Был самый подходящий момент для выступления, и Анчер попросил слова.
— Вообще вся эта истерия… непродуманная, — начал он нетвердо и, повернувшись к Кларе, повысил тон. — Это все ты! А зачем? Что тебе плохого сдевава Маргарита Михайловна? «Выступите! Скажите!» — довольно точно скопировал он Клару. — Я вот первый дурак… то есть попался на твою удочку. Вон Грудцева… — он замялся.
— Ну? Что? — спросила его Грудцева. — Вторая дура, да?
— Да, нет, не совсем, то есть… Что вы хохочете? Слушай, Клара. Все у тебя получается как-то… нежизненно. Вот ты и Надю Грудцеву сколько раз до слез доводила…

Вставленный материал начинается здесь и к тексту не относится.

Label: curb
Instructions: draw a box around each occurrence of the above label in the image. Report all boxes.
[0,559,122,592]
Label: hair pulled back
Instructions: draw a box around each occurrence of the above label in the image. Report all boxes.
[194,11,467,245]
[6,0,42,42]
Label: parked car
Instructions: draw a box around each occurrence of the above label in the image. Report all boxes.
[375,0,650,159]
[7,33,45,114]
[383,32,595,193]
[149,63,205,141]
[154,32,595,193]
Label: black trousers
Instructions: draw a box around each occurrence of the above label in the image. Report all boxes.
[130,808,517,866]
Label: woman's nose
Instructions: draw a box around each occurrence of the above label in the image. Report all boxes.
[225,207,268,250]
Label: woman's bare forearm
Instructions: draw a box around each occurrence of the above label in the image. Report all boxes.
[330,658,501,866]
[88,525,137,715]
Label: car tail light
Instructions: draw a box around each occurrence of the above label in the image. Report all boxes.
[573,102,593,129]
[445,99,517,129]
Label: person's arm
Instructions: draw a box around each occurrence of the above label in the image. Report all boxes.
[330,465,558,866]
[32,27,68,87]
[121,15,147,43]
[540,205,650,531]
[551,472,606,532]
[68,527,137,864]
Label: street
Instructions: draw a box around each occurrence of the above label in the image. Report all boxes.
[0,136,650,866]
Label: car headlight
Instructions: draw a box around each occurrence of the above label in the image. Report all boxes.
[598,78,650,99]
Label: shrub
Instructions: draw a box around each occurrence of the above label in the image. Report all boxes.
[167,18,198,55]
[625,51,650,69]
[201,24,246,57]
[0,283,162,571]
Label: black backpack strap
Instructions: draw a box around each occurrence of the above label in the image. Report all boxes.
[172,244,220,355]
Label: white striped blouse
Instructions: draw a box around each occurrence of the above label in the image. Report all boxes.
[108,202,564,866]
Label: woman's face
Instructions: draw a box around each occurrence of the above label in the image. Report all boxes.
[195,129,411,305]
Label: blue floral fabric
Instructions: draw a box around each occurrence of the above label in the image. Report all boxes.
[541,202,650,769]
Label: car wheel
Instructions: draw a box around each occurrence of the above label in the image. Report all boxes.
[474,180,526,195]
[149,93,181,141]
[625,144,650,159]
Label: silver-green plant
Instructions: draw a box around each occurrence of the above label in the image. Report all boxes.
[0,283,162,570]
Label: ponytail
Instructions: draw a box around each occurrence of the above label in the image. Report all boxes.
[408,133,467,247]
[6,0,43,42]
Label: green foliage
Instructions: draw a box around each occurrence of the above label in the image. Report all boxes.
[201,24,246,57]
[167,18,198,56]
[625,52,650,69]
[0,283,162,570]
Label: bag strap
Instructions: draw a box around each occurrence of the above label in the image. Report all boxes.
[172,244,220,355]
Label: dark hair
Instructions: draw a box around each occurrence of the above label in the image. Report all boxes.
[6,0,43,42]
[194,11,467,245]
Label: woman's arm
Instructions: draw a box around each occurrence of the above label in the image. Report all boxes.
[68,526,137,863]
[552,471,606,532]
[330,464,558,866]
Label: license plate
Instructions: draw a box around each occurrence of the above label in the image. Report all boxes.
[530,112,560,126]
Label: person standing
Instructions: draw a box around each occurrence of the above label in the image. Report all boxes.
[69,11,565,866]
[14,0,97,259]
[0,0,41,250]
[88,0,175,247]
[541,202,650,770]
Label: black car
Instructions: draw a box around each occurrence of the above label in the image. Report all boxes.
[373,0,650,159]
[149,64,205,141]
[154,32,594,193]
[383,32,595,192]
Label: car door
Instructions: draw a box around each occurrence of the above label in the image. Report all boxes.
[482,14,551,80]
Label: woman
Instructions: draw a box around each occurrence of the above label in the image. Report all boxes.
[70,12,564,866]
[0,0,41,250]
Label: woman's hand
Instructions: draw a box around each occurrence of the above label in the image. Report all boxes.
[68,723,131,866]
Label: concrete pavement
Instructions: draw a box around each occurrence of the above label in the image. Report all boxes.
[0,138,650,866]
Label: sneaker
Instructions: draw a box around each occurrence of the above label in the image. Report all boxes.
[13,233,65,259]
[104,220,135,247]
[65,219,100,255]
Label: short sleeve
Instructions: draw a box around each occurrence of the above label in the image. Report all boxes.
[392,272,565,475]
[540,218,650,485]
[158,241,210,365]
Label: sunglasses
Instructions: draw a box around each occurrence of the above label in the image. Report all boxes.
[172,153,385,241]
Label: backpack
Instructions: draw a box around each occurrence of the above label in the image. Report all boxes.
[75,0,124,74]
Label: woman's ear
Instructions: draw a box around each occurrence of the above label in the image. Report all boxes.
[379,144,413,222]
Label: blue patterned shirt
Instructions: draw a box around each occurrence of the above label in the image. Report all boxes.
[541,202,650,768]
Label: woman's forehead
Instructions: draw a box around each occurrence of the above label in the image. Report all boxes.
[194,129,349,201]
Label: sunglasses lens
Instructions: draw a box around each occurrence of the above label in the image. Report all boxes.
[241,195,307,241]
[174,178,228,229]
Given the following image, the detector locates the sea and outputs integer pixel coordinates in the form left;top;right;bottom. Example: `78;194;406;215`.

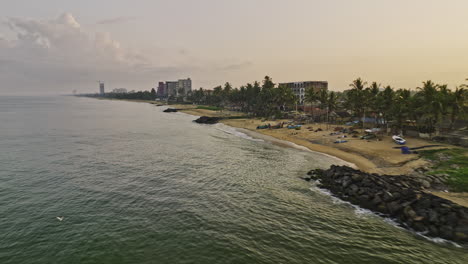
0;96;468;264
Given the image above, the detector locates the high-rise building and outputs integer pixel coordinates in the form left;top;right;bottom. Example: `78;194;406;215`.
165;81;178;96
156;82;167;97
279;81;328;105
177;78;192;95
157;78;192;97
112;88;127;93
99;82;104;95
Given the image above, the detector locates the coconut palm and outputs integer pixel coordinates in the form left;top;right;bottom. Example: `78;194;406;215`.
416;80;443;132
449;87;468;129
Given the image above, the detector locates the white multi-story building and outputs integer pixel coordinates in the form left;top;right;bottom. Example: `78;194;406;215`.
177;78;192;95
279;81;328;105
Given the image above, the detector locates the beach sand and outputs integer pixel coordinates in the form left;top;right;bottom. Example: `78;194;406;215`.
222;119;450;175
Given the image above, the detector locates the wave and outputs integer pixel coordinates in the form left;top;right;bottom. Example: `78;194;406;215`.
310;182;462;248
215;123;265;142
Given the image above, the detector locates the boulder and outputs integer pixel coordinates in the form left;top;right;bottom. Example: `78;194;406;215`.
304;166;468;243
194;116;221;125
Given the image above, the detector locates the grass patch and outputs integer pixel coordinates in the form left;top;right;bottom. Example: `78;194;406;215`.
419;148;468;192
197;105;223;111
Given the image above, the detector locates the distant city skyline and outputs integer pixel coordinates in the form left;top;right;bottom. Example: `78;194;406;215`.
0;0;468;94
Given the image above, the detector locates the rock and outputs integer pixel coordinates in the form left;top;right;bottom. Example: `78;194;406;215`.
445;212;458;226
195;116;221;125
163;108;179;113
439;225;453;239
372;195;382;205
351;173;363;182
421;180;431;189
429;209;439;223
387;201;402;215
305;166;468;243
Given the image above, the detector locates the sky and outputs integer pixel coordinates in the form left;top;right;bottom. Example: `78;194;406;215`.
0;0;468;95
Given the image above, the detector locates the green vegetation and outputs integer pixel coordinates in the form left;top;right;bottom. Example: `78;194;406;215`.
81;76;468;124
419;148;468;192
197;105;223;111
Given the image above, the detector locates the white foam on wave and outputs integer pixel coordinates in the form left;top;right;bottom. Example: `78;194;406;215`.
310;183;462;248
216;123;264;142
310;185;377;217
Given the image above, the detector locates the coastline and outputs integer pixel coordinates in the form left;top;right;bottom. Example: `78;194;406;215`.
85;99;468;207
104;99;446;175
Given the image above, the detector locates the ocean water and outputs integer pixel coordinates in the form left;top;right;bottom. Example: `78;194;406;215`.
0;97;468;264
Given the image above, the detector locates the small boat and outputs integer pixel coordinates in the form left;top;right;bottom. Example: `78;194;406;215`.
392;136;406;145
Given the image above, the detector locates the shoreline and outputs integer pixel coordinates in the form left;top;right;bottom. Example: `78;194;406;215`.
81;99;468;207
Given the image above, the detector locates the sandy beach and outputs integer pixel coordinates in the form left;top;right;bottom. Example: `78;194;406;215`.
171;105;468;206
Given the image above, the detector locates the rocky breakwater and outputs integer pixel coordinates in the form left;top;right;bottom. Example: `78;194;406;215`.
194;116;221;125
163;108;179;113
305;166;468;243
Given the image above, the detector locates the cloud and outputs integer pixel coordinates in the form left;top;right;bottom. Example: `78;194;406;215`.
0;13;184;93
220;61;253;71
97;17;136;25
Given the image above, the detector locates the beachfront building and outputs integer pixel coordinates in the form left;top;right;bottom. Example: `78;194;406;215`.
279;81;328;105
112;88;127;93
99;82;105;96
156;82;167;97
157;78;192;97
165;81;178;96
177;78;192;95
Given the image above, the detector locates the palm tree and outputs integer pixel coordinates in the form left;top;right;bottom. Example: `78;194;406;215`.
327;91;337;122
389;89;411;134
346;78;367;127
449;87;468;129
416;80;443;133
304;87;319;121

— Что ты все: «Грудцева да Грудцева!» — синим пламенем запылали глаза Нади. — Я сама о себе скажу…
«Эх! — садясь, сокрушенно подумал Анатолий, — вот и получил молодца!».
— Вот это высказался! Насчет Клары — это в точку! — послышались голоса.
— Неправильно! Неправильно! — выскочила Лорианна. — Что вы все на Клару? Будто она одна виновата.
— Почему — одна? Вон виновники… сами называются.
— Тише, — поднял руку Владимир Петрович. — Так как быть?
Класс долго молчал. Кто-то, наконец, предложил:
— Послать надо… сходить… с извинением…
— Банально. Что-нибудь другое…
— А что другое? Ну, что? Что?
Никто не нашел, что может быть другое. Так и остановились на отправке делегации.
Выбрали пять человек, в том числе Черемисина и Грудцеву.
— Я извинюсь, — сказала Надя, — и еще скажу… кое-что.
Клара вздрогнула, как от испуга.
— О чем? О ком? — закричали вокруг. — Скажи всем.
— Не обязательно! — метнула косами Надя. Испуг Клары не ускользнул от ее глаз, и в душе у нее что-то сжалось. Нет, нехорошо, нельзя говорить о том; это значит — поставить Клару в неловкое положение.
— Не обязательно, — повторила она. — Я, быть может… и не скажу.
В учительской Маргариты Михайловны не оказалось. Тетя Феня сказала ребятам:
— Ушла она, оделась и ушла. Ох, как она плакала! Этот — бородатый-то, как его?.. Да твоя мама, Наденька, да твой папаша, Толюшка… Ох, как они говорили с ней!
— Мама… была здесь? — предчувствуя недоброе, сказала Надя.
— И мой… батька? — переспросил Анатолий.
— Были, были. «Мы, — говорит этот бородач-то, — мы в ГорОНО подадим на вас». Ну, когда они ушли — и она ушла. «И больше, говорит, не приду. Мне, говорит, теперь хоть петлю на себя накидывать», — слегка приврала тетя Феня.